MAGOG – Le chef libéral Jean Charest a été confronté mercredi aux déclarations du maire de Saguenay, Jean Tremblay, sur la candidate péquiste dans Trois-Rivières, Djemila Benhabib.
Jean Charest a refusé de commenter, mais une militante libérale du comté d'Orford lui a remis une prière pour l'aider dans sa campagne, qui est loin d'être gagnée, même dans sa propre circonscription.
Devant les journalistes, le chef libéral a refusé de se mouiller sur le sujet : «Moi, je n'ai pas entendu les commentaires de monsieur, alors je suis mal placé pour commenter, je ne les ai pas entendus a-t-il déclaré alors qu'il visitait un vignoble.

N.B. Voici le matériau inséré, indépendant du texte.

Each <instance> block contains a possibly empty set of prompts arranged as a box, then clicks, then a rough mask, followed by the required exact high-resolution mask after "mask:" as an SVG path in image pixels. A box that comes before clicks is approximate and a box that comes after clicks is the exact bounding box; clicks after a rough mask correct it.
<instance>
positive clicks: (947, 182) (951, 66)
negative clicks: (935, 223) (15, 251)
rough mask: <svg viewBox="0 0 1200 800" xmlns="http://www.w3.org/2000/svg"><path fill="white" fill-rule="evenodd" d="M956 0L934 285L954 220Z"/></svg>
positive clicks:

Ce que je peux vous dire, c'est qu'au Québec, nous sommes tous égaux» a-t-il vaguement énoncé.
Mais une surprise attendait M. Charest à l'intérieur, une militante libérale est venue le rencontrer pour lui remettre une prière. «Avec ça, monsieur Charest, vous allez rentrer haut la main. Mais il faut y croire!»
Gisèle Pothier, contrairement au premier ministre, a entendu les propos du maire Tremblay. Elle les approuve totalement : «Je suis d'accord à 100%, a lancé la militante libérale dans Orford. On est des croyants, on ne doit pas se laisser influencer par ceux qui arrivent de l'extérieur et qui veulent changer nos mentalités.»
L'apparition du député de Sherbrooke arrive au moment où sa campagne dans son comté bat de l'aile. Le dernier sondage le place loin deuxième derrière le candidat du Parti Québécois et ex-bloquiste, Serge Cardin. Et à la radio, on lui demande déjà ce qu'il fera si son gouvernement est battu.
«Le 4 septembre prochain, je serai député du comté de Sherbrooke, et j'ai l'intention de rester député du comté de Sherbrooke, a-t-il affirmé. Je n'anticipe aucun autre scénario que de gagner l'élection générale avec un gouvernement majoritaire.»
Il invoque son bilan économique dans la région pour préserver la faveur de ses électeurs. Mais, premier ministre ou pas, c'est toujours pour lui à recommencer. La victoire n'est jamais tracée d'avance. Plus d'une fois, on a prédit la fin de sa vie politique.
«J'ai assisté à mon enterrement, moi, en direct pendant une heure et quart, une heure et demie à la télévision», a-t-il ajouté.